Dünyanın önüne sivil birini cumhurbaşkanı olarak çıkarmaları, ellerine verilen metni ‘geçici anayasa’ ilân etmeleri zevahiri kurtarmaz; askerleri ‘demokrat’, darbelerini de ‘meşru’ kılmaz...
Türkiye’nin Mısır’da yapılana karşı çıkması, seçilmişlerin hakkını savunması, darbeyi kınayan kitlelere sempati beslediğini açıklaması ‘ilkeli’ bir tavırdır; hükümet, Ak Parti, muhalefet, bununla doğru bir duruş sergilemiştir...
Aması, maması yok... Ancak ben yine de ‘ama’ ile başlayan bir mülâhazamı sizlerle paylaşmadan edemeyeceğim...
Merak etmeyin, benim ‘amalı’ cümlem, bizde bazı soytarıların da iştirak ettiği, pek çok Batılı liderin yaptığı türden, Mısır’da askerlerin müdahalesini makul göstermeye çabalayan bir hokkabazlık olmayacak... Tam tersine, onların bu beklenmedik tuhaf davranışlarının da büyüttüğü ciddi bir kaygımı dillendireceğim.
Her şey biraz da 11 Eylül (2001) uğursuz eylemleriyle başladı. Aradan geçen 12 yılda İslâm Dünyası çok farklı bir yere savruldu... Afganistan’da durum Sovyet işgali yıllarından beter; Irak etnik ve dini ayrışmanın bütün belirtilerini dışa vuruyor... Suriye bir içsavaşla yokoluşa çok yaklaştı...
Bu tabloya bir de Mısır’ın eklenmemesi gerekiyor...
Şimdi içinde ‘ama’ sözcüğü yer alan cümlemi kurabilirim: Darbelere karşı ilkeli duruşumuzu tekrarlayarak askeri müdahaleye karşı duralım, demokratik yöntemle seçilmişlerin haklarını sonuna kadar da savunalım; ama bunu yaparken, Afganistan, Irak ve Suriye’nin peşinden, Mısır’ın da, yarı veya tam ‘kaos’ içerisine düşmesine asla müsaade etmeyelim...
‘Kaos’, yani ‘anarşi’, içine sarmaladığı bir ülkenin, bir bölgenin, bir coğrafyanın ve dünyanın kimyasını bütünüyle bozar; onu yok olmanın eşiğine getirir; çoğu kez yok olmaktan da beter eder...
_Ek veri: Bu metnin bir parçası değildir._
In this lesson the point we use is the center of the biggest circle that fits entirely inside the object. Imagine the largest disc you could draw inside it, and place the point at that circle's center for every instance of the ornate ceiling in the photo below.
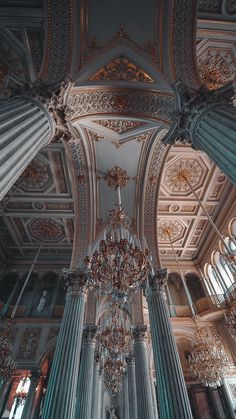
(120, 105)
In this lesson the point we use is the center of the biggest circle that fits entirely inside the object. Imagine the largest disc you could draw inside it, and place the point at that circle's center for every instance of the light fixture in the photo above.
(117, 262)
(207, 361)
(230, 319)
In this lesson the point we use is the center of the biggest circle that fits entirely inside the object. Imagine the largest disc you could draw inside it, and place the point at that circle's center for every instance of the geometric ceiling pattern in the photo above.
(41, 208)
(178, 207)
Zaten bu yüzden, Mısır’daki insanların büyük çoğunluğunun da kendilerini bağlı hissettikleri bilinen inanç sistemi, en kötü yönetimin bile anarşiden iyi olduğunu bildirir... İslâm âlimleri, tarih boyunca, anarşiye düşme tehlikesi konusunda toplumlara sürekli uyarılarda bulunmuşlardır...
Elbette zorbalık kabul edilmeyecek, zorbalarla en etkili biçimde mücadele edilecektir; ancak bunu yaparken insanları birbirine düşürmekten, şiddete başvurmaktan da kaçınılmalıdır...
Suriye’de o tehlikeli çizgi maalesef aşıldı ve güzelim ülke bugün ‘anarşi’nin kucağında... Irak’ta kanlı eylemle karşılaşılmayan tek bir gün yok; işgal sırasında ölenlere yakın insan işgalin sonrasında hayatını kaybetti. Mısır’da da ilk ateş açıldı ve sanki o yola girildi gibi...
Ne yapılmalı?
Galiba bu konuda görev, baştan itibaren ‘ilkeli’ davrandığı ve samimiyetini ispat ettiği için, Türkiye’ye düşüyor... Mısır’ı süratle seçime götürecek bir sürecin yolunu açmak için en üst düzeyde girişimler başlatabilir Türkiye, bunu sağlamak için de çok taraflı temaslar yürütebilir...
Mısır’da yapılana karşı çıkalım, ama Mısır’ın Afganistan, Irak ve Suriye gibi anarşinin kucağına düşürülmesine de izin vermeyelim.